There are some other predisposing causes of no inconsiderable influence, which not only favor the operation of the infecting agent in the production of the disease, but even awaken its latent power, and stimulate its activity and development in the system, once exposed to its invasion. Among these, excessive fear of an attack, great anxiety and depression of mind, constitutional debility, deranged condition of the digestive organs, accompanied with a relaxed state of the bowels, exhaustion arising from fatigue or disease, semi-starvation and unwholesome diet, neglect of personal and domestic cleanliness, irregular habits, and excesses of every description, are all direct incentives and stimulating agents in the production of the cholera. Any one of these may be sufficient to induce an attack; but when a number unite and act conjointly the danger is vastly greater, as the infecting agent or disease-poison becomes thereby more intensified.
When the cholera first appeared in Europe and in this country in its epidemic form, the majority of medical men, as well as the people, believed it to be contagious, and to be propagated solely on this principle.

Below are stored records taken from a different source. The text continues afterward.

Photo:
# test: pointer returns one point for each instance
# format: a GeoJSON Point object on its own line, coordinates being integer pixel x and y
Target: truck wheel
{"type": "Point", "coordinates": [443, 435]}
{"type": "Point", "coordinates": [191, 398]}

But when the disease appeared in 1848 a decided change of opinion occurred, which led to a full discussion of the subject, without any definite result; and the great question as to its contagious character and its mode of propagation remains still unsettled. The higher authorities, says an eminent author, concurred in the opinion of the Board of Health, "that the disease was not in any way contagious, and that no danger was incurred by attendance on the sick."